Dummerston voters consider bats, mowers, and payloaders

With much discussion and little controversy, voters approve a 12.8-percent budget increase

DUMMERSTON — One of the more interesting moments at Annual Town Meeting on Tuesday was learning that the town office has bats in its attic.

Residents easily - and unanimously - voted $1,500 to mitigate the problem.

Speaking of flying things, close to 150 Dummerston residents flipped the bird at the COVID-19 coronavirus and came out for Town Meeting at Dummerston School, almost the same number that came out last year when there was no worldwide pandemic panic or school board budget to consider.

With much discussion and little controversy, residents voted for a 12.8-percent increase in the town budget.

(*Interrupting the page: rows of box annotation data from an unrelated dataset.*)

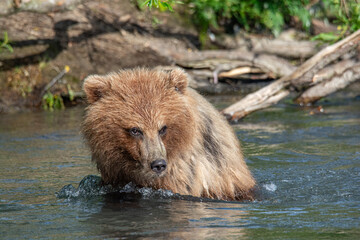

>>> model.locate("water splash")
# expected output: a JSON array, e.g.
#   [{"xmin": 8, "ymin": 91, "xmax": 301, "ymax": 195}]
[
  {"xmin": 56, "ymin": 175, "xmax": 176, "ymax": 199},
  {"xmin": 263, "ymin": 183, "xmax": 277, "ymax": 192}
]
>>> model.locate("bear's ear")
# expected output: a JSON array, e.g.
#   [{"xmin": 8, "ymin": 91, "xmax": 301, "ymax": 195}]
[
  {"xmin": 83, "ymin": 75, "xmax": 110, "ymax": 104},
  {"xmin": 169, "ymin": 68, "xmax": 189, "ymax": 93}
]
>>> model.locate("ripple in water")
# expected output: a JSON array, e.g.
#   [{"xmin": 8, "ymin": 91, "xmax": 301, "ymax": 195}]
[{"xmin": 56, "ymin": 175, "xmax": 187, "ymax": 199}]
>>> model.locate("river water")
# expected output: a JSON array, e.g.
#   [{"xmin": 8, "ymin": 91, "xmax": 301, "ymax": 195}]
[{"xmin": 0, "ymin": 94, "xmax": 360, "ymax": 239}]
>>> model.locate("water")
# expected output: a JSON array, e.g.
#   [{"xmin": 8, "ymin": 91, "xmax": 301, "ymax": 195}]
[{"xmin": 0, "ymin": 94, "xmax": 360, "ymax": 239}]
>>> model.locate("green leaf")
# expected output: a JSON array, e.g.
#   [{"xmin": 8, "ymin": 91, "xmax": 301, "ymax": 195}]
[{"xmin": 311, "ymin": 32, "xmax": 339, "ymax": 42}]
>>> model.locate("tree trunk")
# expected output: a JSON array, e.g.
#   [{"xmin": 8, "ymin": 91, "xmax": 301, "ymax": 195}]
[{"xmin": 222, "ymin": 30, "xmax": 360, "ymax": 121}]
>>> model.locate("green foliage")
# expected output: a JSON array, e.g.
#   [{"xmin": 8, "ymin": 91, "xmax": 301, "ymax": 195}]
[
  {"xmin": 186, "ymin": 0, "xmax": 311, "ymax": 39},
  {"xmin": 312, "ymin": 0, "xmax": 360, "ymax": 43},
  {"xmin": 140, "ymin": 0, "xmax": 181, "ymax": 12},
  {"xmin": 66, "ymin": 84, "xmax": 75, "ymax": 101},
  {"xmin": 138, "ymin": 0, "xmax": 360, "ymax": 45},
  {"xmin": 0, "ymin": 32, "xmax": 14, "ymax": 52},
  {"xmin": 42, "ymin": 92, "xmax": 65, "ymax": 111}
]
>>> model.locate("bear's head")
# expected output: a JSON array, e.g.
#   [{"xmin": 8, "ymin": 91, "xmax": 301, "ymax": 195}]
[{"xmin": 82, "ymin": 69, "xmax": 196, "ymax": 185}]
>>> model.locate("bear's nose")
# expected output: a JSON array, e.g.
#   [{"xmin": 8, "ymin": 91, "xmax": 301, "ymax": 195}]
[{"xmin": 150, "ymin": 159, "xmax": 167, "ymax": 174}]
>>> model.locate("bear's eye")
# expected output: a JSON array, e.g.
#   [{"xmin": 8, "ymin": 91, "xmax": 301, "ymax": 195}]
[
  {"xmin": 159, "ymin": 125, "xmax": 167, "ymax": 136},
  {"xmin": 129, "ymin": 127, "xmax": 143, "ymax": 137}
]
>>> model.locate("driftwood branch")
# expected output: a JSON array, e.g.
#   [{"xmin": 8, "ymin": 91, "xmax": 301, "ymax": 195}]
[
  {"xmin": 174, "ymin": 49, "xmax": 295, "ymax": 83},
  {"xmin": 251, "ymin": 38, "xmax": 320, "ymax": 59},
  {"xmin": 222, "ymin": 30, "xmax": 360, "ymax": 121},
  {"xmin": 295, "ymin": 63, "xmax": 360, "ymax": 105},
  {"xmin": 0, "ymin": 0, "xmax": 86, "ymax": 15}
]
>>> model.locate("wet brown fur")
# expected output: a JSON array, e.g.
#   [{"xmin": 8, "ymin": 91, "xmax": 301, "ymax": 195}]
[{"xmin": 82, "ymin": 69, "xmax": 255, "ymax": 200}]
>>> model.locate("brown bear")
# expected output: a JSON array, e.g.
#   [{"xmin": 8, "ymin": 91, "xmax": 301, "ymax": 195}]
[{"xmin": 82, "ymin": 68, "xmax": 255, "ymax": 200}]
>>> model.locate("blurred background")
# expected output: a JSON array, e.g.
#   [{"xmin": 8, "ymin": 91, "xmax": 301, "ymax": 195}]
[{"xmin": 0, "ymin": 0, "xmax": 360, "ymax": 113}]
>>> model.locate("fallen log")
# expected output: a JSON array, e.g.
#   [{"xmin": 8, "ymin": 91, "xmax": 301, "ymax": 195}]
[
  {"xmin": 295, "ymin": 63, "xmax": 360, "ymax": 105},
  {"xmin": 222, "ymin": 30, "xmax": 360, "ymax": 122},
  {"xmin": 251, "ymin": 38, "xmax": 320, "ymax": 59},
  {"xmin": 0, "ymin": 0, "xmax": 86, "ymax": 15},
  {"xmin": 173, "ymin": 49, "xmax": 295, "ymax": 83}
]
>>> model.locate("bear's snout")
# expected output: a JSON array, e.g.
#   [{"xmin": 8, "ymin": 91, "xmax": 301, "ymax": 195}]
[{"xmin": 150, "ymin": 159, "xmax": 167, "ymax": 174}]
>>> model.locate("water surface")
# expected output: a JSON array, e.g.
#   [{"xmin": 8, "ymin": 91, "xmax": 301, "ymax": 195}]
[{"xmin": 0, "ymin": 94, "xmax": 360, "ymax": 239}]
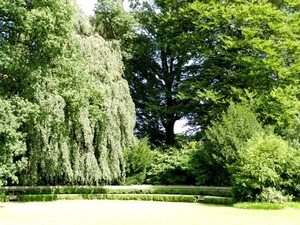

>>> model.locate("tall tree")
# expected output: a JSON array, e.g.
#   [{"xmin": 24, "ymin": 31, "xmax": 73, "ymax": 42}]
[
  {"xmin": 183, "ymin": 0, "xmax": 300, "ymax": 136},
  {"xmin": 0, "ymin": 0, "xmax": 135, "ymax": 185},
  {"xmin": 125, "ymin": 1, "xmax": 196, "ymax": 146}
]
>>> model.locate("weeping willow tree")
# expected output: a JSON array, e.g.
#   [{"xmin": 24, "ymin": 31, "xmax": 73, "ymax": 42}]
[{"xmin": 0, "ymin": 0, "xmax": 135, "ymax": 185}]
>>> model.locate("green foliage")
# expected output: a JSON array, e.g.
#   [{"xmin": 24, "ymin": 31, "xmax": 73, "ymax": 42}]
[
  {"xmin": 203, "ymin": 196, "xmax": 232, "ymax": 205},
  {"xmin": 19, "ymin": 194, "xmax": 57, "ymax": 202},
  {"xmin": 0, "ymin": 191, "xmax": 9, "ymax": 202},
  {"xmin": 233, "ymin": 202, "xmax": 285, "ymax": 210},
  {"xmin": 146, "ymin": 148, "xmax": 194, "ymax": 185},
  {"xmin": 229, "ymin": 134, "xmax": 300, "ymax": 201},
  {"xmin": 256, "ymin": 187, "xmax": 293, "ymax": 203},
  {"xmin": 191, "ymin": 103, "xmax": 263, "ymax": 186},
  {"xmin": 178, "ymin": 0, "xmax": 300, "ymax": 137},
  {"xmin": 0, "ymin": 0, "xmax": 136, "ymax": 185},
  {"xmin": 0, "ymin": 96, "xmax": 29, "ymax": 186},
  {"xmin": 125, "ymin": 138, "xmax": 152, "ymax": 184},
  {"xmin": 106, "ymin": 194, "xmax": 196, "ymax": 202}
]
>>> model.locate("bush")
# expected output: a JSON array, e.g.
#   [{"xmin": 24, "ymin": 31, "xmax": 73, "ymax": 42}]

Since the $51 million Windham Southeast School District budget has yet to be voted on, this percentage does not accurately reflect the increase that residents might see on their next property tax bills. But townspeople should expect it to rise, because rise it will.

Dummerston had an open one-year Selectboard seat this year for which no one took out a petition.

Selectboard member Jerelyn Wilson said she tried and failed to find someone to run, reminding residents to participate in their town government.

“Being on the Selectboard is a positive experience,” Wilson said. “It's less work than you think it is. It gives you an opportunity to get to know people and understand the workings of a small town. I'd like to see multiple names next year so we have true democracy and a choice. We really want our Selectboard to represent our town.”

New purchases

Among the other articles on the warrant, residents voted to put $210,000, to be collected through taxes, into the capital fund and to spend up to $150,000 of that fund to buy a payloader.

“We're trying to put heavy gear expenses in the capital fund to pay for it up front,” said Selectboard Chair Lewis White. “We want to get out of paying interest.”

Voters also approved $4,000 for two new firefighting equipment kits and up to $22,750 to buy a heavy-duty Tiger flail mower, again using money from the capital fund.

“We decided the town would mow the sides of road a while ago,” said Selectboard member Ezekiel Goodband. Then he joked, “But we found that a heavier-duty mower would do a better job of mowing the grass, rocks, and occasional mailboxes. If you're parked on the side of the road, take care.”

Fire department gets more funding

Voters approved $494,910 for town expenses, $327,828 of that to be raised from taxes and $167,082 to be covered by non-tax revenue.

One of the main topics of this discussion was adding $8,000 to the amount that was warned, because the fire department's expenses have increased more than the Selectboard was aware.

“We choose to have an independent fire department, not a town department,” said Assistant Fire Chief Richard Cogliano. “Every town is different. Ours started in 1950s. In the 1980s, the town started buying the trucks. Running a fire department is expensive, and to fund it completely is exhausting, so we ask the town for help.

“Dispatching went up $7,685 over the last seven years. Also, Southern Vermont Cable increased. Green Mountain Power has gone up. We've switched to propane and lowered our heating costs, but we've been level-funded since 2012.

“We have to raise 46 percent of our budget by fundraising,” Cogliano said. “Help us flip a few less pancakes.”

It took a paper vote, but residents voted 77–70 in favor of adding an extra $8,000.

Other business

Townspeople also voted:

• To spend $563,232 on the highway department expenses, $435,632 of that money to be raised by taxes and $127,600 of it not.

• To create a special Highway Blasting and Ledge Crushing Reserve Fund, and then fund it with $18,000.

• To give Southeastern Vermont Economic Development Strategies (SeVEDS) $5,592, to be raised by taxes. SeVEDS is requesting $3 per person per town.

Paul Normadeau suggested reducing the amount, but Christophe Gagne, president and brewmaster of the Hermit Thrush brewery, which has a brewing operation in Dummerston, said that his company pays $14,000 in yearly taxes to the town, and if SeVEDS “wasn't that good, it would be less.”

The town voted to give SeVEDS the full amount.